The passion Daniel has shown for Big Train is the same he’s had for music, especially the local scene.
“I don’t have a music playing background, but I have a love and an appreciation for music,” Daniel explained.
Daniel is a trustee for the Johansen International Competition for Young String Players, a triennial string competition held in Washington D.C. Additionally, he has served on the boards for the Washington Saxophone Quartet and the Washington Revels. He brought the Revels, a local troupe that retells and celebrates worldwide cultural traditions through music, dance and drama, and Big Train together, having their Maritime Voices ensemble perform at Big Train games for many years.
“He’s a master at putting people together and creating connections,” Revels Executive Director Greg Lewis said. “I don’t know any community that he hasn’t been an important member of.”
An Alabama native, Daniel moved to Montgomery County with his wife, Linda, and two kids in 1976 to work in environmental law. Nearly two decades later, he and Adams first met, not at a baseball game, but in local politics as Adams ran for Montgomery County Executive in 1994. His bid fell short, but Daniel remained Adams’ ardent supporter, which continued into 1999 when Adams spread the word about Big Train through his political mailing lists.
Twenty years later, when Adams reassembled the Bethesda Community Base Ball board, there was one person who fit the Secretary-Treasurer role perfectly: Daniel.
“When I was assembling the board, I thought, ‘Who better than John Daniel?’” Adams said. “He’s a humongous Big Train fan and he’s this wonderful, welcome personality with legal and financial skills who’s in touch with many other Big Train fans.”
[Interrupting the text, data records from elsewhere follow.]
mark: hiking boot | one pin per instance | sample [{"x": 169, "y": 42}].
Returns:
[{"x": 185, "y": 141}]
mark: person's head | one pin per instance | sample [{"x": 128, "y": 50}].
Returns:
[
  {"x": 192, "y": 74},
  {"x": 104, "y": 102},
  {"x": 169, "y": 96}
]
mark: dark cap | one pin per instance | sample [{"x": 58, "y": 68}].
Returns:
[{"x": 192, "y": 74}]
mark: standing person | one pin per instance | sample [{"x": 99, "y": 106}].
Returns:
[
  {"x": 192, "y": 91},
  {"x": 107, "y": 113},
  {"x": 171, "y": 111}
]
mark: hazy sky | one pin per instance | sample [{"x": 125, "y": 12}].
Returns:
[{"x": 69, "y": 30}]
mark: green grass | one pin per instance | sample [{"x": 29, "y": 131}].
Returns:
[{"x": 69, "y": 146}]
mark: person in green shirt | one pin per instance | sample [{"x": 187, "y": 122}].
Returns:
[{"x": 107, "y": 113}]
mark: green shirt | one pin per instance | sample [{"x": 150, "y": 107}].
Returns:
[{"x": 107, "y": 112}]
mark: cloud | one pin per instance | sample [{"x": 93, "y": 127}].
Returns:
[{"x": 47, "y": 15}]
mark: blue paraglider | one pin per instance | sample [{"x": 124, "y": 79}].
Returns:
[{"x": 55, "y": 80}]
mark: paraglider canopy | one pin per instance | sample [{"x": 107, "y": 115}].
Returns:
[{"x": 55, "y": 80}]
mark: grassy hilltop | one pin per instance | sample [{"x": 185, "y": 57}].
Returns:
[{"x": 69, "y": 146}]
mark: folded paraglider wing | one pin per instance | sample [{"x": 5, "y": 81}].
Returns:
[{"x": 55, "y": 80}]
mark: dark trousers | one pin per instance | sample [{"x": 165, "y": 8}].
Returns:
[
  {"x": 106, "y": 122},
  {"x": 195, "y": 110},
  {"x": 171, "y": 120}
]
He got an immediate yes from Daniel, who had worked the same position for several other nonprofit organizations. The transition of stewardship has made for a hectic last couple months for the BCBBC board, but Daniel has provided a steady presence on the board.
“The opportunity is not something that I had even thought of, I was just glad I was able to be chosen to be in a position to help contribute,” Daniel said.